Today, a slightly worse sentiment weighed on the dollar and helped the yen and Swiss franc. A surplus in the eurozone’s current account surprised positively in September thanks to a significant increase in exports. The zloty saw little change as earnings data is due to be released later today.
The most important macro data (CET - Central European Time). Surveys of macro data are based on the information from Bloomberg unless noted otherwise.
- 2:30 p.m.: Average monthly earnings in the Polish corporate sector in October (estimate: +6.5% year-on-year),
- 2:30 p.m.: Employment growth in the Polish corporate sector in October (estimate: +4.5% year-on-year).
EUR/USD still revolving around 1.18
Yesterday evening, the US House of Representatives passed the tax bill project, which includes corporate tax cuts next year. That’s a step closer to implementing historic tax changes, however, the Senate needs to pass the bill as well (the vote will probably be held after Thanksgiving next week.)
Republicans need 50 out of 52 votes in order for the bill to pass in the Senate (the Congress needs to then merge it with the House bill and the package would be then sent to the US President). Ron Johnson, a Republican Senator from Wisconsin, opposed the project firmly, stating that it favours corporations over smaller entities. However, after a Wednesday night phone call with Donald Trump, he said he wanted to “vote for it” and was “optimistic that his concerns could be addressed.”

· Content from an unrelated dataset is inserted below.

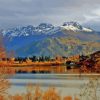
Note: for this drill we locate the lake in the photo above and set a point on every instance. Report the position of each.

Recurring problems with tax reform introductions have been increasing the level of uncertainty, which has also been reflecting on the dollar. Although after yesterday’s vote in the House, the market sentiment was visibly better. As the US main indices finished the day approx. 1% higher and the euro stayed below 1.18 USD, the Asian session brought another wave of the dollar’s weakness.
The sentiment in the market at the start of the European session was slightly worse and a higher risk aversion could be observed. The main European indices fell below yesterday’s levels and assets like the Swiss franc, the yen and gold, known as “safe havens”, gained in value. The dollar was also lower in relation to other major currencies – the EUR/USD pair was once again up to approx. 1.18. The dollar index (DXY) was down approx. 0.3% to 93.5 points.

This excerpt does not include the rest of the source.